Abstract and Applied Analysis
Volume 2003 (2003), Issue 14, Pages 813-821
Focal decompositions for linear differential equations of the second order
1Departamento de Algebra, Geometria y Topologia, Universidad de Valladolid, Valladolid 47005, Spain
2Departamento de Matematica, Universidade Federal do Ceará, Fortaleza Cep. 60155-760, Brazil
3Departamento de Matematica, Universidade Estadual do Ceará, Av. Paranjana, 1700, Fortaleza Cep. 60740-000, Brazil
4Institute of Mathematics, The Hebrew University, Givat Ram, Jerusalem 91904, Israel
Received 10 November 2002
Copyright © 2003 L. Birbrair et al. This is an open access article distributed under the Creative Commons Attribution License, which permits unrestricted use, distribution, and reproduction in any medium, provided the original work is properly cited.

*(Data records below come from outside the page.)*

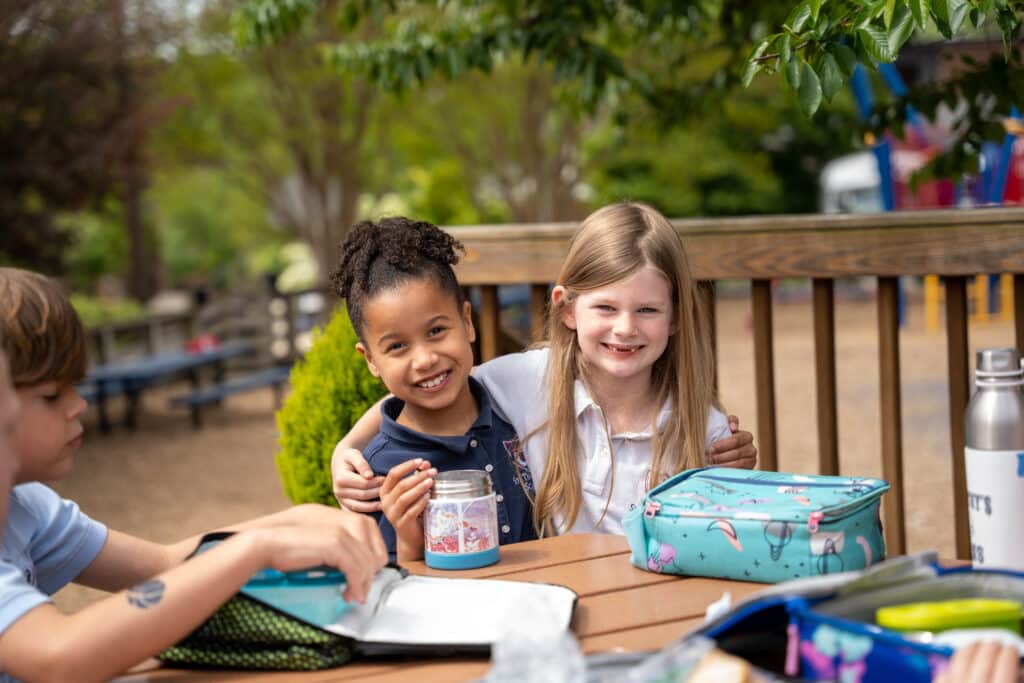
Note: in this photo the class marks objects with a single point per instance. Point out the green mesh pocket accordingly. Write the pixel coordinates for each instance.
(247, 634)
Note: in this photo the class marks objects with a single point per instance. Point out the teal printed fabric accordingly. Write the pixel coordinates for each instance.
(761, 526)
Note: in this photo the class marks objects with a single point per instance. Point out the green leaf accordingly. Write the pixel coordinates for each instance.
(815, 9)
(876, 43)
(846, 58)
(809, 93)
(887, 16)
(901, 29)
(798, 17)
(957, 12)
(920, 9)
(949, 15)
(793, 72)
(832, 78)
(753, 66)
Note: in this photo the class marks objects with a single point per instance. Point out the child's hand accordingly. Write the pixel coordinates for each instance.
(361, 527)
(403, 498)
(736, 451)
(983, 663)
(292, 548)
(354, 484)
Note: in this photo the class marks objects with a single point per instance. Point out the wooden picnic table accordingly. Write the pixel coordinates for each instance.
(130, 377)
(621, 608)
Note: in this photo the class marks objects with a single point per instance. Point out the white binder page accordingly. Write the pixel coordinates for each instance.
(427, 610)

Focal decomposition associated to an ordinary differential equation of the second order is a partition of the set of all two-points boundary value problems according to the number of their solutions. Two equations are called focally equivalent if there exists a homomorphism of the set of
two-points problems to itself such that the image of the focal decomposition associated to the first equation is a focal decomposition associated to the second one. In this paper, we present a complete classification for linear second-order equations with respect to this equivalence relation.